Early diagnosis of PVT in the post-bariatric population is critical, as it allows for timely intervention with evidence-based therapeutic options such as anticoagulation, thereby improving both short- and long-term patient outcomes. This case not only underscores the importance of heightened vigilance for PVT in patients presenting with nonspecific abdominal symptoms after bariatric surgery but also highlights the potential risk factors unique to this patient, such as prolonged operative time and underlying comorbidities, which may have contributed to the thrombotic event. A multidisciplinary approach, involving both medical and surgical teams, is essential for optimal management of such complex cases.

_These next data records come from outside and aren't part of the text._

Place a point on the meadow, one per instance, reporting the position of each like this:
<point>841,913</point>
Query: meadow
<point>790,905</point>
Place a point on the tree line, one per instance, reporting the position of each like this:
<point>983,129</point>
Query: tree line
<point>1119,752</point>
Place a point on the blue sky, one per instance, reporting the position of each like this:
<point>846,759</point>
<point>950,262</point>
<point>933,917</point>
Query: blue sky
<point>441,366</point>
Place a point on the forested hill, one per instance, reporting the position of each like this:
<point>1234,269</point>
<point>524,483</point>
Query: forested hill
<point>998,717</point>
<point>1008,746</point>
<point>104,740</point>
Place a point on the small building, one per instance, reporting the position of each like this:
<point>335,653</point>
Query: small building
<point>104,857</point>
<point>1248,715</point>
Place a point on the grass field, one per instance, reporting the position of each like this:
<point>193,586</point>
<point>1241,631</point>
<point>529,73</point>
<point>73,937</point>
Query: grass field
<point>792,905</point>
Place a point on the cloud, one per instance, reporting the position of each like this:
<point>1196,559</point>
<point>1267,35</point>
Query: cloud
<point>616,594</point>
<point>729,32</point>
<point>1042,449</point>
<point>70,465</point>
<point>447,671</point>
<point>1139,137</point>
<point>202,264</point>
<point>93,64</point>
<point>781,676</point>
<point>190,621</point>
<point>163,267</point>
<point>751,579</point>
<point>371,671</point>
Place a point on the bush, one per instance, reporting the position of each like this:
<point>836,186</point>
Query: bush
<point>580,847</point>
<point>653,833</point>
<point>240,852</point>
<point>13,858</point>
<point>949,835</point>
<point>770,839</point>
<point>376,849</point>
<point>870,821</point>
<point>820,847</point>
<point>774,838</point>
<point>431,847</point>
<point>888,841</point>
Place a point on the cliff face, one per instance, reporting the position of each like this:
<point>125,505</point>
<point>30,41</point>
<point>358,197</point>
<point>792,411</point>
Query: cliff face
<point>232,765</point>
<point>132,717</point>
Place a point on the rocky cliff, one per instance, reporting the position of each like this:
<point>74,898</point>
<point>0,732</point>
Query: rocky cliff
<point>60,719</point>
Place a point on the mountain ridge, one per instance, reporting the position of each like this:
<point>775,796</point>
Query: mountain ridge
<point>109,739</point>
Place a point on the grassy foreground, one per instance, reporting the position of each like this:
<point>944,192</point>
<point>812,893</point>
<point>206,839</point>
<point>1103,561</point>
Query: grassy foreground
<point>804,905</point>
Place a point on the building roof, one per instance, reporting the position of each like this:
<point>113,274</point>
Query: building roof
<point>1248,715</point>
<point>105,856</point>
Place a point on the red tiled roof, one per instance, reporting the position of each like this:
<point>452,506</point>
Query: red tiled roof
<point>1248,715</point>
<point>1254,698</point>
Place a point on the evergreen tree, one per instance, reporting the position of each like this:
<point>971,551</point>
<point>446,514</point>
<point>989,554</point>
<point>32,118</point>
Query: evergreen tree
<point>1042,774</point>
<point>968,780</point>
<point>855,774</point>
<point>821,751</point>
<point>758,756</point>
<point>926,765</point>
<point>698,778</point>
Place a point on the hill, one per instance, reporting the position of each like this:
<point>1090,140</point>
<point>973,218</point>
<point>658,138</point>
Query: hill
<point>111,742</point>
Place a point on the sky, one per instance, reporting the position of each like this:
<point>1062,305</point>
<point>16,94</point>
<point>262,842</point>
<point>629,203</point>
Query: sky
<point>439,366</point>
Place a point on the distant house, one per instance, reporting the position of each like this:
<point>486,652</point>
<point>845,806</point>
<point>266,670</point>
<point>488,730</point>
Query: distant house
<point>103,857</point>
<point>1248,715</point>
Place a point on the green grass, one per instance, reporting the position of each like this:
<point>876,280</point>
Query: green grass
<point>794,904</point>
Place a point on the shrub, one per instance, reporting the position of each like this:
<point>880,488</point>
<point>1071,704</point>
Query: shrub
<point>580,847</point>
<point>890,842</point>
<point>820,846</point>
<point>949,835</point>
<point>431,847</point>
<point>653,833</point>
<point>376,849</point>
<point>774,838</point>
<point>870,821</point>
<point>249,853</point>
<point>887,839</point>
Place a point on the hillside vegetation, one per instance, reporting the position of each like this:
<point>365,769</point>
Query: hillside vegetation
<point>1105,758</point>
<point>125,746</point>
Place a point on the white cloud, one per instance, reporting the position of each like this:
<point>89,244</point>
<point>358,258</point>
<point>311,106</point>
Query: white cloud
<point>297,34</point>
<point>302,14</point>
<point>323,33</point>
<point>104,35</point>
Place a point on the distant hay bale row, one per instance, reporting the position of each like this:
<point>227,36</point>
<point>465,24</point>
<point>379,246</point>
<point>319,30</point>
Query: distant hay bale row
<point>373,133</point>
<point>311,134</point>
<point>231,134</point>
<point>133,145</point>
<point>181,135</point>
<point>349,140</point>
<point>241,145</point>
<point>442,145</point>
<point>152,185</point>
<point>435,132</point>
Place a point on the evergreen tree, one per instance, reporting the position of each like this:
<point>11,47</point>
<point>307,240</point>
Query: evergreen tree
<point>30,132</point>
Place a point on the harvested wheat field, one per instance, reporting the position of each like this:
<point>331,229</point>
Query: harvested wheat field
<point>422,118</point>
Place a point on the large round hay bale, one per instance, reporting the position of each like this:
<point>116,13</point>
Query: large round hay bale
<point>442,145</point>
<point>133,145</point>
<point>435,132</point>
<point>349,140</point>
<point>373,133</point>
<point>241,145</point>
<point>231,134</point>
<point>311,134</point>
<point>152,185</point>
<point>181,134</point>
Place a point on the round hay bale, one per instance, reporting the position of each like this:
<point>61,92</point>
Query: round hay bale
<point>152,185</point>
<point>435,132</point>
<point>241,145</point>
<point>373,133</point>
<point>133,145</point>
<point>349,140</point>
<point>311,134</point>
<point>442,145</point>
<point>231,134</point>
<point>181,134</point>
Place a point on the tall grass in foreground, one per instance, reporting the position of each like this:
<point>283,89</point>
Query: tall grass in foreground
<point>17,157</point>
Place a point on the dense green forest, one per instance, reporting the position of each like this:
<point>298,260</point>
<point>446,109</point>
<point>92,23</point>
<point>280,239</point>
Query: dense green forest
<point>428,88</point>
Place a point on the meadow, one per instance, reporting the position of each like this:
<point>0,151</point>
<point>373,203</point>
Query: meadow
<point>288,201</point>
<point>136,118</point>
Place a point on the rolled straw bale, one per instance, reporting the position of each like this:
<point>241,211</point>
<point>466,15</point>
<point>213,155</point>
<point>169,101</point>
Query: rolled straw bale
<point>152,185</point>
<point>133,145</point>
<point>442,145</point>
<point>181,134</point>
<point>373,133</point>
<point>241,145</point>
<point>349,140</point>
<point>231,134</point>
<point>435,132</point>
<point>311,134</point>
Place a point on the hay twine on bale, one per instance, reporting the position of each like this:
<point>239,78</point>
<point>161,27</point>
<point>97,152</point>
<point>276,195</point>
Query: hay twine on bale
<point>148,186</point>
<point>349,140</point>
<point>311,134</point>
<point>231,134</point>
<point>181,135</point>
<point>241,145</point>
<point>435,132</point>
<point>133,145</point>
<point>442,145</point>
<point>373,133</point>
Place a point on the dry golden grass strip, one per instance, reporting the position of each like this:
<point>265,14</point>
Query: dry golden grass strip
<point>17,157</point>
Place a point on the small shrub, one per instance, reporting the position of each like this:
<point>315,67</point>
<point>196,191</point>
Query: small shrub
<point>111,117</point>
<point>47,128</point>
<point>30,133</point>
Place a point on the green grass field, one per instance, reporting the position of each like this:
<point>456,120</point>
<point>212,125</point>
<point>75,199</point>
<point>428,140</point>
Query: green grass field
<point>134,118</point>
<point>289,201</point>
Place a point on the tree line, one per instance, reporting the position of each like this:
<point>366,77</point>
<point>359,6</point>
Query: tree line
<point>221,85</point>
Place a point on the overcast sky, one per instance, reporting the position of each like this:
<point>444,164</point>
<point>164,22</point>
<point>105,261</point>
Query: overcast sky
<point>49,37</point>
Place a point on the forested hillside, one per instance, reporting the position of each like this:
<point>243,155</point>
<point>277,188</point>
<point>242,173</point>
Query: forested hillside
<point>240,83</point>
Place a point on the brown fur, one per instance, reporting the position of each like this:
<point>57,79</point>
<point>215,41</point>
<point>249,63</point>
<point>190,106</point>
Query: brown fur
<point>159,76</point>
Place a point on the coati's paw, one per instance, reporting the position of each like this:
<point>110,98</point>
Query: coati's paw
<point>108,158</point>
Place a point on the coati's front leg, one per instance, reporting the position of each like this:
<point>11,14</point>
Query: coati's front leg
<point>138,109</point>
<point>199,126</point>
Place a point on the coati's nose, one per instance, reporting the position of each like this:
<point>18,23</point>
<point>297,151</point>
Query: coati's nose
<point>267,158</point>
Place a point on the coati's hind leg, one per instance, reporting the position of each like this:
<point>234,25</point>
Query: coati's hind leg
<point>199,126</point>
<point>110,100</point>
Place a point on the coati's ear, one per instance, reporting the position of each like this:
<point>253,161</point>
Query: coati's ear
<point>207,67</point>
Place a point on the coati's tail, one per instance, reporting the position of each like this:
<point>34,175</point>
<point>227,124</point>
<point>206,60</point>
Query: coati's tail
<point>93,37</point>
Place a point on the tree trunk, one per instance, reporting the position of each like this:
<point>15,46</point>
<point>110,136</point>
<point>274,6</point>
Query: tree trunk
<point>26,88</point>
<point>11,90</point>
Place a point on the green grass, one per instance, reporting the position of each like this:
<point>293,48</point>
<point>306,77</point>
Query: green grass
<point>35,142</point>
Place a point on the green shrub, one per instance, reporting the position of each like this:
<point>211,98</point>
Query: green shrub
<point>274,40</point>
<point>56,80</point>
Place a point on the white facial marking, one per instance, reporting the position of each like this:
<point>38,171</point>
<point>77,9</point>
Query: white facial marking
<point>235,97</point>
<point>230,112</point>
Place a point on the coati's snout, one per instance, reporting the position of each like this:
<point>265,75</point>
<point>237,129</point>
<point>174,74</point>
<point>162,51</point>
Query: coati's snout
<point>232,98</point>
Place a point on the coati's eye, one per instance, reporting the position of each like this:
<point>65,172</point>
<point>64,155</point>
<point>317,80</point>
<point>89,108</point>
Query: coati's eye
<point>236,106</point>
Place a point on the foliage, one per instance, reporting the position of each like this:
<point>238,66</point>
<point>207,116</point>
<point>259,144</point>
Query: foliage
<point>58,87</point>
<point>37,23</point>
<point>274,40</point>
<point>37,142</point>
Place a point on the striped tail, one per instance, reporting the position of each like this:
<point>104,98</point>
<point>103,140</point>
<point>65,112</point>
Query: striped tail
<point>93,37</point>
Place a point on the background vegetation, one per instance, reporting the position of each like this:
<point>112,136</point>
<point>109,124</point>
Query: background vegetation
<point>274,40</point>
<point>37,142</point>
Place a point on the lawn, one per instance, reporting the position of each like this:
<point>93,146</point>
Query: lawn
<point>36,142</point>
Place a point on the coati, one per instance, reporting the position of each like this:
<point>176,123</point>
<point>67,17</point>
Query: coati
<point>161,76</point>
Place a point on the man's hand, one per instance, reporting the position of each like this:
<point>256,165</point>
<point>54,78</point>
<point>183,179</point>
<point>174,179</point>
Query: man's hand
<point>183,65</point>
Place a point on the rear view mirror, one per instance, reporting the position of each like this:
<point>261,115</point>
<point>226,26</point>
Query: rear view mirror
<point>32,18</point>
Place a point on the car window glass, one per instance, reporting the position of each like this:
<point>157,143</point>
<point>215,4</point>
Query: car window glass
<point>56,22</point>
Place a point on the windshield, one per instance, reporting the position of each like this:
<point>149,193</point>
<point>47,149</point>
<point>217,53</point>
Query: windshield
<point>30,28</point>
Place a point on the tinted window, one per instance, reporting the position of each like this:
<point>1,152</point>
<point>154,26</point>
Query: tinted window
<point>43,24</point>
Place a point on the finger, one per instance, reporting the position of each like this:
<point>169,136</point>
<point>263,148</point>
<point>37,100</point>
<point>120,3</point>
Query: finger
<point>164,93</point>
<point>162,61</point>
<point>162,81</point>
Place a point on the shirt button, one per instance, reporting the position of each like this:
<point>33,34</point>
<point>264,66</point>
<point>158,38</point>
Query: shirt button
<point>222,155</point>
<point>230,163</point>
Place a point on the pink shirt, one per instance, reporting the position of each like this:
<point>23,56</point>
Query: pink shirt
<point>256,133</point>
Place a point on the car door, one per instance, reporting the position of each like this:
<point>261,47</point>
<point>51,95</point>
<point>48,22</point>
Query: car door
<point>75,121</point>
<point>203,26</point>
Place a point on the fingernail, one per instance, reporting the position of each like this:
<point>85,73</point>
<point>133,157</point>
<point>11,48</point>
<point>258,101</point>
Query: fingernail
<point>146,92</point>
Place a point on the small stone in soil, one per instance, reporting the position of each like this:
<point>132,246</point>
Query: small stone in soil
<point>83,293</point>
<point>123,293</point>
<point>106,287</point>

This case underscores the critical importance of early recognition and prompt management of portal vein thrombosis in post-bariatric surgery patients. By emphasizing the role of thorough perioperative DVT prophylaxis, including the use of heparin and sequential compression devices, this report not only aims to improve patient outcomes but also contributes to the growing body of knowledge on the prevention and treatment of PVT in the bariatric population. These insights may serve as a valuable framework for managing similar clinical scenarios in the future.
随着肥胖率持续上升,门静脉血栓形成(PVT)已成为减肥手术后更常见的并发症,根据最近的荟萃分析,其发生率约为0.4%。PVT的特征是门静脉内形成血栓,由于其症状隐匿且往往不具特异性,可能危及生命,使及时诊断和治疗变得复杂。
在本病例报告中,我们介绍了一名45岁的女性患者,她有病态肥胖史,接受了机器人辅助腹腔镜袖状胃切除术和食管裂孔疝修补术。术后第16天,她出现严重腹痛和不耐受口服摄入的症状,提示存在门静脉血栓形成。实验室检查结果显示D-二聚体水平显著升高,增强CT成像证实门静脉内有广泛血栓。患者立即被收入重症监护病房,在那里接受了包括术前和术后皮下注射肝素在内的抗凝治疗,并出院时开具了阿哌沙班处方。
减肥后人群中PVT的早期诊断至关重要,因为这允许及时采用基于证据的治疗选择(如抗凝)进行干预,从而改善患者的短期和长期预后。该病例不仅强调了对减肥手术后出现非特异性腹部症状的患者提高对PVT警惕性的重要性,还突出了该患者特有的潜在风险因素,如手术时间延长和潜在合并症,这些因素可能导致了血栓形成事件。多学科方法,包括医疗和手术团队,对于此类复杂病例的最佳管理至关重要。
本病例强调了减肥手术后患者早期识别和及时处理门静脉血栓形成的至关重要性。通过强调全面的围手术期深静脉血栓预防的作用,包括使用肝素和序贯加压装置,本报告不仅旨在改善患者预后,还为减肥人群中PVT的预防和治疗知识的不断增长做出贡献。这些见解可能成为未来管理类似临床情况的宝贵框架。